UK backs ‘publish what you pay’ rule

| 24/02/2011

(The Guardian): Britain is throwing its weight behind European efforts to force oil and mining companies to publish details of every penny they pay to governments in poor countries where they operate. George Osborne told his fellow G20 finance ministers in Paris on Saturday that the coalition was keen to support an effort by the French president, Nicolas Sarkozy, to throw open the operations ofthe extractive industries in the developing world to public scrutiny. "As we enter a new decade when the resources of Africa are going to be heavily developed, I strongly believe it’s in everyone’s interests that mining companies and others operate to the highest standards," said Osborne.

"That’s the way to ensure some of the world’s poorest benefit from the wealth that lies in the ground beneath them."

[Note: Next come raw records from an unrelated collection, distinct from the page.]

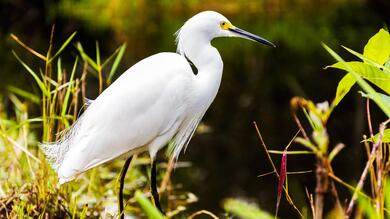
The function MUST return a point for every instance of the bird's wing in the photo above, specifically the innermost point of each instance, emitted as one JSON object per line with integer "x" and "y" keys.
{"x": 145, "y": 102}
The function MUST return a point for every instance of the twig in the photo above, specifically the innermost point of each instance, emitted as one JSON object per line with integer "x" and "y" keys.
{"x": 376, "y": 145}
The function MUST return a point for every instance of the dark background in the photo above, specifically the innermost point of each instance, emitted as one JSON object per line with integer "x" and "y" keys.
{"x": 258, "y": 81}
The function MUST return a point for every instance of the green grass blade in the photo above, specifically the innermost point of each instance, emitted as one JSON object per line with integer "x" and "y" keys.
{"x": 149, "y": 209}
{"x": 63, "y": 46}
{"x": 59, "y": 70}
{"x": 117, "y": 60}
{"x": 68, "y": 91}
{"x": 97, "y": 54}
{"x": 35, "y": 76}
{"x": 85, "y": 57}
{"x": 30, "y": 96}
{"x": 363, "y": 84}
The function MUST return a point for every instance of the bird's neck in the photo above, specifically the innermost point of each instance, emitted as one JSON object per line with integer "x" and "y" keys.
{"x": 209, "y": 64}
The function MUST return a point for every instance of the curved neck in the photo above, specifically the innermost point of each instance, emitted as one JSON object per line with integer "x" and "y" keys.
{"x": 207, "y": 60}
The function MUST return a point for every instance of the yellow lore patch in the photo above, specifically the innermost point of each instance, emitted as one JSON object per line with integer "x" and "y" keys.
{"x": 225, "y": 25}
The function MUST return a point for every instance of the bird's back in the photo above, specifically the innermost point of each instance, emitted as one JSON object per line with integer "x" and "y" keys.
{"x": 147, "y": 102}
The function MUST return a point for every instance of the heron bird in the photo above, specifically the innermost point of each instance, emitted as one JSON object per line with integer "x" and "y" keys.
{"x": 161, "y": 98}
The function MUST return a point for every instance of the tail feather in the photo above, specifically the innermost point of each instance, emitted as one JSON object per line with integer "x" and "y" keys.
{"x": 55, "y": 152}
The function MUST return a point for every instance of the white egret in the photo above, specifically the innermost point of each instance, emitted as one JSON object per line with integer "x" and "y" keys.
{"x": 157, "y": 100}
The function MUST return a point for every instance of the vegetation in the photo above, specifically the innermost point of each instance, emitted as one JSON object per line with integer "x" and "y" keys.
{"x": 29, "y": 189}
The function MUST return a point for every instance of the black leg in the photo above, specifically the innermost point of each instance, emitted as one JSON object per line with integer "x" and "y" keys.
{"x": 153, "y": 186}
{"x": 121, "y": 183}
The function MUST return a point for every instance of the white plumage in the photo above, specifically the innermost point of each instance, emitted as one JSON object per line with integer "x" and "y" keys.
{"x": 156, "y": 100}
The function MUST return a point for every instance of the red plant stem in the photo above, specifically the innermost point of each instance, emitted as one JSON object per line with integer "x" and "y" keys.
{"x": 321, "y": 187}
{"x": 375, "y": 147}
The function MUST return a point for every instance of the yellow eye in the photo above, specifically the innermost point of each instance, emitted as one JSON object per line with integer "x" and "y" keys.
{"x": 224, "y": 25}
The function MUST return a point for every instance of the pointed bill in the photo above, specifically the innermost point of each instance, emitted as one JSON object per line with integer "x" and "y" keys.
{"x": 245, "y": 34}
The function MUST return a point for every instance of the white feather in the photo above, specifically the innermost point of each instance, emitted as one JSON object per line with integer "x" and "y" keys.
{"x": 156, "y": 100}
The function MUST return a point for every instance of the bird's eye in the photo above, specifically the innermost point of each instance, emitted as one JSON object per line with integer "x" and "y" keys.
{"x": 224, "y": 25}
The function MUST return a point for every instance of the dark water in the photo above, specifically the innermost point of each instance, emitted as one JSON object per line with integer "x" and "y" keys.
{"x": 258, "y": 81}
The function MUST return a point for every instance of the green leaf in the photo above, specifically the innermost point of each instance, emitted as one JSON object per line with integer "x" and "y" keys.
{"x": 117, "y": 60}
{"x": 387, "y": 64}
{"x": 378, "y": 47}
{"x": 86, "y": 58}
{"x": 385, "y": 98}
{"x": 30, "y": 96}
{"x": 363, "y": 84}
{"x": 147, "y": 206}
{"x": 245, "y": 210}
{"x": 387, "y": 193}
{"x": 63, "y": 46}
{"x": 369, "y": 72}
{"x": 343, "y": 88}
{"x": 67, "y": 94}
{"x": 385, "y": 137}
{"x": 35, "y": 76}
{"x": 368, "y": 61}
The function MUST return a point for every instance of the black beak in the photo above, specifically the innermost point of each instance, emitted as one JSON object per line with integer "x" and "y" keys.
{"x": 250, "y": 36}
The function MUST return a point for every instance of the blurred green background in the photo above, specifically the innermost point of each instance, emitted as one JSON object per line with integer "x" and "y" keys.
{"x": 258, "y": 81}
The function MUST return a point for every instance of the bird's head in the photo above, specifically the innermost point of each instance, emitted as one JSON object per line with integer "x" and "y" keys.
{"x": 208, "y": 25}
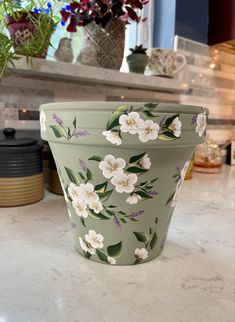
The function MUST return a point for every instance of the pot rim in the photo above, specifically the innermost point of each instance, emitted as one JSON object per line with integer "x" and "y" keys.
{"x": 113, "y": 105}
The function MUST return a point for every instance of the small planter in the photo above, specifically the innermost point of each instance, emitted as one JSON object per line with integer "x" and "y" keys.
{"x": 103, "y": 47}
{"x": 121, "y": 168}
{"x": 23, "y": 30}
{"x": 137, "y": 63}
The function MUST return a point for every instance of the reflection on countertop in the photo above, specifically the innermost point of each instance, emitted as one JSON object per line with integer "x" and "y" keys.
{"x": 43, "y": 279}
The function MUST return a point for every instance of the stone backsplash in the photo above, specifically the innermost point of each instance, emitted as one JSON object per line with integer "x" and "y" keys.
{"x": 210, "y": 74}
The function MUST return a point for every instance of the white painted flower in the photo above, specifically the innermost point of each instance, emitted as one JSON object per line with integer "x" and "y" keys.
{"x": 141, "y": 253}
{"x": 130, "y": 123}
{"x": 148, "y": 130}
{"x": 111, "y": 260}
{"x": 43, "y": 121}
{"x": 133, "y": 199}
{"x": 86, "y": 248}
{"x": 74, "y": 191}
{"x": 184, "y": 170}
{"x": 95, "y": 240}
{"x": 124, "y": 182}
{"x": 96, "y": 206}
{"x": 145, "y": 162}
{"x": 201, "y": 123}
{"x": 112, "y": 167}
{"x": 88, "y": 194}
{"x": 80, "y": 207}
{"x": 175, "y": 126}
{"x": 112, "y": 137}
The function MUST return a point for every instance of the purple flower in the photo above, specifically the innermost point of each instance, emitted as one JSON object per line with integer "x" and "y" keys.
{"x": 81, "y": 134}
{"x": 194, "y": 119}
{"x": 73, "y": 225}
{"x": 58, "y": 120}
{"x": 83, "y": 165}
{"x": 136, "y": 213}
{"x": 162, "y": 121}
{"x": 117, "y": 222}
{"x": 153, "y": 193}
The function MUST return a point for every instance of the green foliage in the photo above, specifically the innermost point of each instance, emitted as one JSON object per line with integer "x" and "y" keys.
{"x": 7, "y": 55}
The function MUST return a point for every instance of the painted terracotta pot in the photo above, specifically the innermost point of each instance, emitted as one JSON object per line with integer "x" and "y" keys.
{"x": 121, "y": 169}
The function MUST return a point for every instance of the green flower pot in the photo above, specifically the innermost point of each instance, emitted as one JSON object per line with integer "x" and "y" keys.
{"x": 121, "y": 168}
{"x": 137, "y": 63}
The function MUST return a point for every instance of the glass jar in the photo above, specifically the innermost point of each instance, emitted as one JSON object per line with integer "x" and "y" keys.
{"x": 208, "y": 157}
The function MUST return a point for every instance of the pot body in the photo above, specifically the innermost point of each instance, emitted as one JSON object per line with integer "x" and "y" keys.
{"x": 103, "y": 47}
{"x": 137, "y": 63}
{"x": 23, "y": 30}
{"x": 121, "y": 168}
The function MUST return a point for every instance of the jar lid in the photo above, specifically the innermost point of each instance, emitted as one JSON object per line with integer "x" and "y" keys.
{"x": 11, "y": 141}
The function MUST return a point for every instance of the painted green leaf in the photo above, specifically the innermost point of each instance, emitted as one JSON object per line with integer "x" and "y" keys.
{"x": 150, "y": 106}
{"x": 153, "y": 180}
{"x": 72, "y": 177}
{"x": 167, "y": 136}
{"x": 142, "y": 237}
{"x": 170, "y": 198}
{"x": 83, "y": 221}
{"x": 170, "y": 119}
{"x": 99, "y": 216}
{"x": 88, "y": 174}
{"x": 95, "y": 158}
{"x": 81, "y": 175}
{"x": 153, "y": 241}
{"x": 101, "y": 186}
{"x": 114, "y": 250}
{"x": 57, "y": 131}
{"x": 105, "y": 195}
{"x": 101, "y": 255}
{"x": 136, "y": 170}
{"x": 143, "y": 195}
{"x": 75, "y": 123}
{"x": 87, "y": 255}
{"x": 122, "y": 212}
{"x": 136, "y": 158}
{"x": 132, "y": 219}
{"x": 114, "y": 119}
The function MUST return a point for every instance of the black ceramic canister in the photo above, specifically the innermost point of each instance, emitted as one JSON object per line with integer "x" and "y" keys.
{"x": 19, "y": 157}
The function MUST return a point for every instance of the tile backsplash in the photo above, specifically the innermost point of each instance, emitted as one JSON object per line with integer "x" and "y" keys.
{"x": 210, "y": 74}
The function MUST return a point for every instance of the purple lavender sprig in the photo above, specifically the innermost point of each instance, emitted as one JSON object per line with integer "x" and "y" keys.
{"x": 117, "y": 222}
{"x": 83, "y": 165}
{"x": 136, "y": 213}
{"x": 58, "y": 120}
{"x": 153, "y": 193}
{"x": 162, "y": 121}
{"x": 194, "y": 119}
{"x": 81, "y": 133}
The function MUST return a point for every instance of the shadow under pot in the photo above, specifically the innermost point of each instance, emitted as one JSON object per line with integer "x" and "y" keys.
{"x": 21, "y": 176}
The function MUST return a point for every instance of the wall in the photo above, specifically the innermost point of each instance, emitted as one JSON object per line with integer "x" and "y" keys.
{"x": 191, "y": 19}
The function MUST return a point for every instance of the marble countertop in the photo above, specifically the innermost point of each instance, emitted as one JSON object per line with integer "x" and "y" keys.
{"x": 43, "y": 279}
{"x": 61, "y": 71}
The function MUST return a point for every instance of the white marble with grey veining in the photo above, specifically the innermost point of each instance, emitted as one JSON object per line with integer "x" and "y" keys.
{"x": 43, "y": 279}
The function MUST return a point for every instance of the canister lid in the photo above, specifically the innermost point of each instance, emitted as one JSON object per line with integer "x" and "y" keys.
{"x": 11, "y": 141}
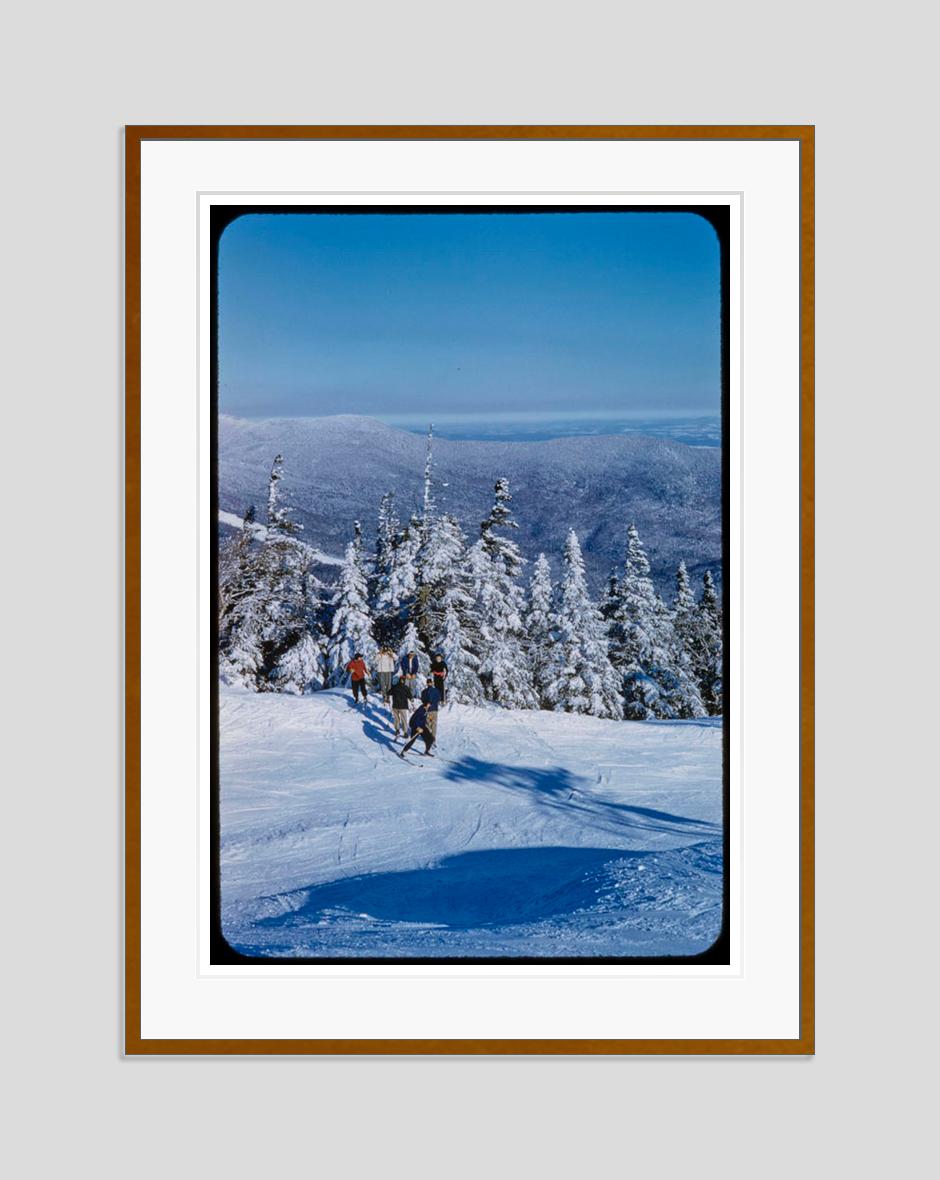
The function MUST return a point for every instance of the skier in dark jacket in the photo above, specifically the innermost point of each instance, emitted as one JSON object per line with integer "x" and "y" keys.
{"x": 439, "y": 672}
{"x": 419, "y": 727}
{"x": 409, "y": 670}
{"x": 432, "y": 699}
{"x": 401, "y": 701}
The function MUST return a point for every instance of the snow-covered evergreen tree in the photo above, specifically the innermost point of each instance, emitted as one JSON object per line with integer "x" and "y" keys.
{"x": 440, "y": 566}
{"x": 611, "y": 597}
{"x": 278, "y": 515}
{"x": 494, "y": 563}
{"x": 455, "y": 643}
{"x": 710, "y": 667}
{"x": 428, "y": 503}
{"x": 584, "y": 679}
{"x": 269, "y": 635}
{"x": 398, "y": 587}
{"x": 383, "y": 611}
{"x": 444, "y": 615}
{"x": 352, "y": 622}
{"x": 411, "y": 641}
{"x": 539, "y": 624}
{"x": 240, "y": 616}
{"x": 643, "y": 646}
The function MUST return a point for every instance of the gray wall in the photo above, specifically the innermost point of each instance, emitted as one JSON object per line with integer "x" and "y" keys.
{"x": 74, "y": 74}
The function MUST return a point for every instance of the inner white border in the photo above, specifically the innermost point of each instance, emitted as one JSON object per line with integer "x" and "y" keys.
{"x": 182, "y": 996}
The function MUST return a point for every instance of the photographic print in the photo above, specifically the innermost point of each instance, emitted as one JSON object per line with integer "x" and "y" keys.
{"x": 470, "y": 493}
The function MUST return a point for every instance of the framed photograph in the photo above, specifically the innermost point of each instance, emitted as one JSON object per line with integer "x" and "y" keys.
{"x": 468, "y": 590}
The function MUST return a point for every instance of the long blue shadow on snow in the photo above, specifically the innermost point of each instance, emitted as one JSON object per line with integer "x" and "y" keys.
{"x": 504, "y": 886}
{"x": 556, "y": 786}
{"x": 376, "y": 726}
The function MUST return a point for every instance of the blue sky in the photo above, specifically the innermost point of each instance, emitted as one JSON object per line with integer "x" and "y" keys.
{"x": 468, "y": 314}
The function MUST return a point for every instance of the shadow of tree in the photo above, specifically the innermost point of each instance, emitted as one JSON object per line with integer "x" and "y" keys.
{"x": 557, "y": 786}
{"x": 500, "y": 886}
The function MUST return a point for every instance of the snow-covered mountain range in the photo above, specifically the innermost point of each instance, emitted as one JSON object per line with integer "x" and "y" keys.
{"x": 337, "y": 469}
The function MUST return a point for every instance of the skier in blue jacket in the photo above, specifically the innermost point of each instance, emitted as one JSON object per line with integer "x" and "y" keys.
{"x": 420, "y": 728}
{"x": 409, "y": 672}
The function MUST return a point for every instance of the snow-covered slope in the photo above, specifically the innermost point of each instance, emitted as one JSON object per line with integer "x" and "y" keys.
{"x": 337, "y": 469}
{"x": 531, "y": 834}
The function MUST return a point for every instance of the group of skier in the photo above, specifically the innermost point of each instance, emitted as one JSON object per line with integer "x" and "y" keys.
{"x": 399, "y": 692}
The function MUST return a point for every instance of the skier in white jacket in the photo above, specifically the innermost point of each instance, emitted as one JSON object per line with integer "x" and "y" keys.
{"x": 385, "y": 666}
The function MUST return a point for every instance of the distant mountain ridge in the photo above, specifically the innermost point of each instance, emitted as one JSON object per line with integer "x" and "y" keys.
{"x": 337, "y": 469}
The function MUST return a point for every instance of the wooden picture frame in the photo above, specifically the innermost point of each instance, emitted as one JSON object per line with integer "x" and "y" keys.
{"x": 136, "y": 1041}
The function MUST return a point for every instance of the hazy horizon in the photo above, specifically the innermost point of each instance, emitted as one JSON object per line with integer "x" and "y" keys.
{"x": 392, "y": 315}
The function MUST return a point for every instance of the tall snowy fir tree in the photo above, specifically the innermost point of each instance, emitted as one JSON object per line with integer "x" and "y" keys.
{"x": 495, "y": 564}
{"x": 352, "y": 623}
{"x": 398, "y": 588}
{"x": 643, "y": 646}
{"x": 710, "y": 669}
{"x": 295, "y": 659}
{"x": 584, "y": 679}
{"x": 411, "y": 641}
{"x": 440, "y": 563}
{"x": 383, "y": 610}
{"x": 539, "y": 623}
{"x": 448, "y": 614}
{"x": 428, "y": 503}
{"x": 240, "y": 617}
{"x": 270, "y": 638}
{"x": 692, "y": 642}
{"x": 611, "y": 597}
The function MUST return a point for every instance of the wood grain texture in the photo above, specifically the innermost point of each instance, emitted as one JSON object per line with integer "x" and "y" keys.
{"x": 135, "y": 1044}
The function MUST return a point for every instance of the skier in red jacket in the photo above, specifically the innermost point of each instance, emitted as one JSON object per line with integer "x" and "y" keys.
{"x": 359, "y": 672}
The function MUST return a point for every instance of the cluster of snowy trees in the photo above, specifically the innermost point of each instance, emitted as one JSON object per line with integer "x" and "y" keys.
{"x": 426, "y": 587}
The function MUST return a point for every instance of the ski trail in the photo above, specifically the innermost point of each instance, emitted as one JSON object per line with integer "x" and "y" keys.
{"x": 314, "y": 798}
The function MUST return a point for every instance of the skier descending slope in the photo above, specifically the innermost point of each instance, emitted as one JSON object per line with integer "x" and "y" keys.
{"x": 439, "y": 672}
{"x": 420, "y": 728}
{"x": 432, "y": 700}
{"x": 357, "y": 670}
{"x": 401, "y": 701}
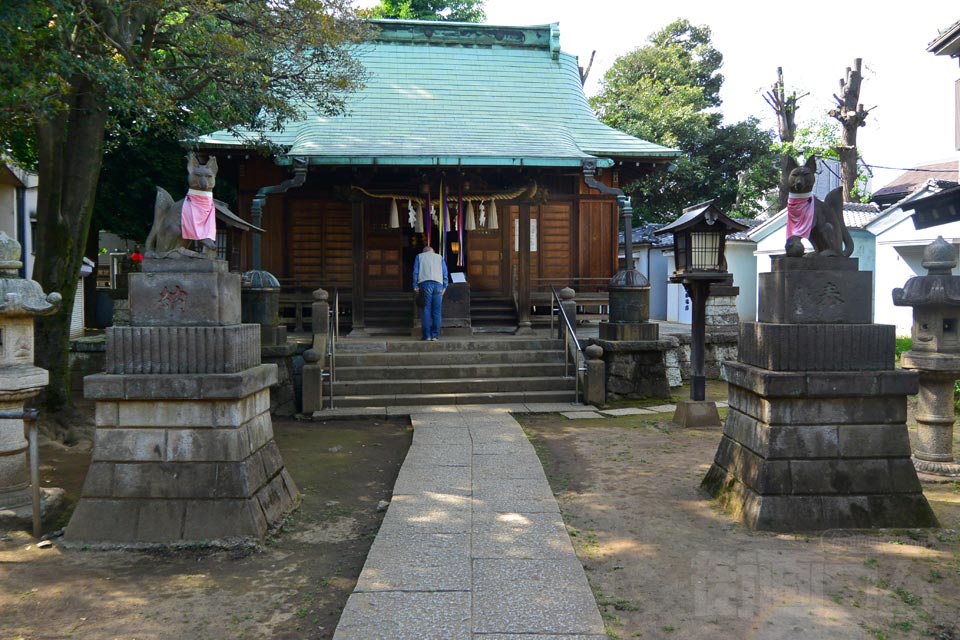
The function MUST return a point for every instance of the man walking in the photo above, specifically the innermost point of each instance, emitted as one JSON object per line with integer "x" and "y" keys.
{"x": 430, "y": 273}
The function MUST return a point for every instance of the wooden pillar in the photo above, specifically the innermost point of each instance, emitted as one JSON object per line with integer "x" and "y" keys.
{"x": 359, "y": 268}
{"x": 523, "y": 274}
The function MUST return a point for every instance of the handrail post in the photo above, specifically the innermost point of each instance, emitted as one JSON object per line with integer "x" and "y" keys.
{"x": 30, "y": 420}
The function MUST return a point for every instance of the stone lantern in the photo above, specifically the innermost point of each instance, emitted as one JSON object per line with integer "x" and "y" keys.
{"x": 935, "y": 354}
{"x": 20, "y": 380}
{"x": 699, "y": 237}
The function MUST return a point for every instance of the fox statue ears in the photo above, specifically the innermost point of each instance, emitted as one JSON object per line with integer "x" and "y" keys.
{"x": 811, "y": 164}
{"x": 193, "y": 163}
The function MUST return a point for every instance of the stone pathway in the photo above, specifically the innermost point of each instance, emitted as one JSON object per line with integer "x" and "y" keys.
{"x": 473, "y": 546}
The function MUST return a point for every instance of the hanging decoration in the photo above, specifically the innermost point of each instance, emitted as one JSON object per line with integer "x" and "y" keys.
{"x": 469, "y": 223}
{"x": 440, "y": 214}
{"x": 418, "y": 227}
{"x": 430, "y": 219}
{"x": 460, "y": 238}
{"x": 394, "y": 215}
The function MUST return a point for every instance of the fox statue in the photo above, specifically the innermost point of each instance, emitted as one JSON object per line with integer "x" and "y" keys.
{"x": 820, "y": 221}
{"x": 192, "y": 219}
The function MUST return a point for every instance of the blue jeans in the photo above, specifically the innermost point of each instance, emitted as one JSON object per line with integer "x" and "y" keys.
{"x": 430, "y": 315}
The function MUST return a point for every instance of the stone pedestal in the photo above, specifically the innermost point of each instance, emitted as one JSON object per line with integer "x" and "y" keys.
{"x": 183, "y": 450}
{"x": 935, "y": 354}
{"x": 696, "y": 414}
{"x": 20, "y": 302}
{"x": 260, "y": 304}
{"x": 635, "y": 369}
{"x": 815, "y": 436}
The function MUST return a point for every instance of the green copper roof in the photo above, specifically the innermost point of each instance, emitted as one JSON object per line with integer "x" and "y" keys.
{"x": 462, "y": 94}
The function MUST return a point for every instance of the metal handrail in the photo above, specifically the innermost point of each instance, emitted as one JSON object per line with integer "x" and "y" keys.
{"x": 568, "y": 336}
{"x": 333, "y": 334}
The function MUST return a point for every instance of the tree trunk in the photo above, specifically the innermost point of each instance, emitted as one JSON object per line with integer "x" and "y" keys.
{"x": 70, "y": 149}
{"x": 851, "y": 115}
{"x": 786, "y": 109}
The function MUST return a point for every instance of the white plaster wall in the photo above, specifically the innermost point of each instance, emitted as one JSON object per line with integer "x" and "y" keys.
{"x": 899, "y": 256}
{"x": 742, "y": 263}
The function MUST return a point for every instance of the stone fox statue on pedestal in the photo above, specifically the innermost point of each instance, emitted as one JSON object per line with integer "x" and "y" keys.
{"x": 193, "y": 218}
{"x": 820, "y": 221}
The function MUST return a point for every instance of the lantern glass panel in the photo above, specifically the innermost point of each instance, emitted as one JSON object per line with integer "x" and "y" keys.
{"x": 705, "y": 250}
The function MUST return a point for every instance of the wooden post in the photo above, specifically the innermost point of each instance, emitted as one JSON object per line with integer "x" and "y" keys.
{"x": 523, "y": 276}
{"x": 359, "y": 268}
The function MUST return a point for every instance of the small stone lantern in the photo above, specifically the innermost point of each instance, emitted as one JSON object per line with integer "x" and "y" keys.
{"x": 20, "y": 301}
{"x": 698, "y": 247}
{"x": 935, "y": 354}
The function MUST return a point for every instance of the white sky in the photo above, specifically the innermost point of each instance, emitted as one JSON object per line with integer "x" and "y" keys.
{"x": 912, "y": 89}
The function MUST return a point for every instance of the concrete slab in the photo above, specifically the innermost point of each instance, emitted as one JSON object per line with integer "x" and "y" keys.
{"x": 399, "y": 561}
{"x": 520, "y": 535}
{"x": 627, "y": 411}
{"x": 473, "y": 544}
{"x": 556, "y": 407}
{"x": 533, "y": 596}
{"x": 406, "y": 616}
{"x": 445, "y": 480}
{"x": 663, "y": 408}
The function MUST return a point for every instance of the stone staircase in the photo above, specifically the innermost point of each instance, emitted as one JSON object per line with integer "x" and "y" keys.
{"x": 492, "y": 314}
{"x": 378, "y": 373}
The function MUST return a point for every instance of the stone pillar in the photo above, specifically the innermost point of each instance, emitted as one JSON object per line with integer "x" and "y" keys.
{"x": 315, "y": 358}
{"x": 933, "y": 453}
{"x": 815, "y": 436}
{"x": 183, "y": 450}
{"x": 633, "y": 352}
{"x": 20, "y": 380}
{"x": 595, "y": 391}
{"x": 935, "y": 354}
{"x": 260, "y": 304}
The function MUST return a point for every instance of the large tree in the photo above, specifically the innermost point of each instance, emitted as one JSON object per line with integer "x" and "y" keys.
{"x": 454, "y": 10}
{"x": 668, "y": 92}
{"x": 73, "y": 70}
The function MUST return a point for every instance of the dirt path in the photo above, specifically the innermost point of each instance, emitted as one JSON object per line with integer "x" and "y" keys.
{"x": 664, "y": 563}
{"x": 292, "y": 588}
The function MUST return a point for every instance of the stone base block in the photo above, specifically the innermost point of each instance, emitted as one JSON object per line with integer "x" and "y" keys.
{"x": 696, "y": 414}
{"x": 818, "y": 450}
{"x": 147, "y": 521}
{"x": 173, "y": 466}
{"x": 202, "y": 294}
{"x": 629, "y": 331}
{"x": 818, "y": 347}
{"x": 635, "y": 369}
{"x": 52, "y": 500}
{"x": 790, "y": 513}
{"x": 176, "y": 350}
{"x": 816, "y": 291}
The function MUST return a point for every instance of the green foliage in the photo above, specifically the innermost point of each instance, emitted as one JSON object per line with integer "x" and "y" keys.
{"x": 903, "y": 344}
{"x": 453, "y": 10}
{"x": 185, "y": 67}
{"x": 821, "y": 138}
{"x": 668, "y": 92}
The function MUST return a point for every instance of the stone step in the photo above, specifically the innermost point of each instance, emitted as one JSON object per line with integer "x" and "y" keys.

When multinational resources firms move into African states they often bring the promise of economic development, but campaigners say the result is all too often a bonanza for a tiny elite, while most of the population sees few benefits. In oil-rich Equatorial Guinea, for example, GDP per head is $30,000, equivalent to that of Italy or Spain, but most of the population still live on less than $1 a day. Exports of oil, gas and minerals from Africa were worth $393bn in 2008, while the continent received $44bn in international aid, and natural resources accounted for almost a quarter of Africa’s growth between 2000 and 2008.